Le secret professionnel s’impose à tout expert-comptable et tout conseil fiscal externes. Sur quoi porte ce secret ? Tout ce qui est appris à l’occasion ou en raison de l’exercice de notre profession : toutes vos confidences écrites ou orales, la correspondance, les entretiens téléphoniques, les notes échangées ainsi que la correspondance envoyée à des tiers dans le cadre du mandat octroyé. Ni les livres comptables déposés, ni les comptes annuels établis et déposés, ni tout document qui touche à la justification de l’établissement de la comptabilité ne font partie du secret professionnel. Pénalement sanctionnée sur base de l’article 458 du Code pénal, cette obligation connaît des exceptions : lorsqu’il est appelé à témoigner en justice ou devant une commission d’enquête parlementaire ; lorsque la loi l’oblige à la communication de données ; dans l’exercice de son droit de défense dans les affaires disciplinaires, pénales et civiles.
Dans le cadre du dispositif préventif antiblanchiment, entre autres obligations, les experts-comptables externes et les conseils fiscaux externes sont légalement tenus de communiquer à la CTIF tous les faits constatés dans l’exercice de leur activité professionnelle dont ils savent ou soupçonnent qu’ils sont liés au blanchiment de capitaux ou au financement du terrorisme et informer celle-ci si des questions complémentaires sont posées, le tout faisant à défaut l’objet de sanctions.

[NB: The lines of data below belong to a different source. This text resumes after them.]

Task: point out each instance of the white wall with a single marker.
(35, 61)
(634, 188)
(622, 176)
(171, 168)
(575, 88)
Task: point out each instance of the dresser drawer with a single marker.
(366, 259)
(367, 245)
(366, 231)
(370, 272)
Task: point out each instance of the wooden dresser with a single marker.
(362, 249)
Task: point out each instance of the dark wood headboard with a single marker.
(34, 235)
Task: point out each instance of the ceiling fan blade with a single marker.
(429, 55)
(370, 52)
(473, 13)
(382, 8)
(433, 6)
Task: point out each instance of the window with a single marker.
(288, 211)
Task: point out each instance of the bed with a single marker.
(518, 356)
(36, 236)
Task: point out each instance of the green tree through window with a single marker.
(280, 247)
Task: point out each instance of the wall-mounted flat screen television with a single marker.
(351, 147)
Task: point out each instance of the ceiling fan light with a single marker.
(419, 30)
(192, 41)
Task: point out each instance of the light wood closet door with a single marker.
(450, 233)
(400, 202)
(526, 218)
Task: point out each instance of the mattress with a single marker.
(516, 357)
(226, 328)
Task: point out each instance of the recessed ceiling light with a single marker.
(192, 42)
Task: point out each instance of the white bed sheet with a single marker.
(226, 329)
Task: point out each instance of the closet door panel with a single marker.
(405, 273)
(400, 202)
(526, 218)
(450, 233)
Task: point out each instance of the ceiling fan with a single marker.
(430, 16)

Plus généralement, tout expert-comptable ou conseil fiscal, quel que soit son statut, est, en sa qualité de membre de l’Institut, tenu de respecter le devoir de discrétion professionnelle qui comprend le secret des données qui lui ont été confiées explicitement ou implicitement en sa qualité d’expert-comptable et/ou de conseil fiscal et des faits à caractère confidentiel qu’il a lui-même constatés dans l’exercice de sa profession.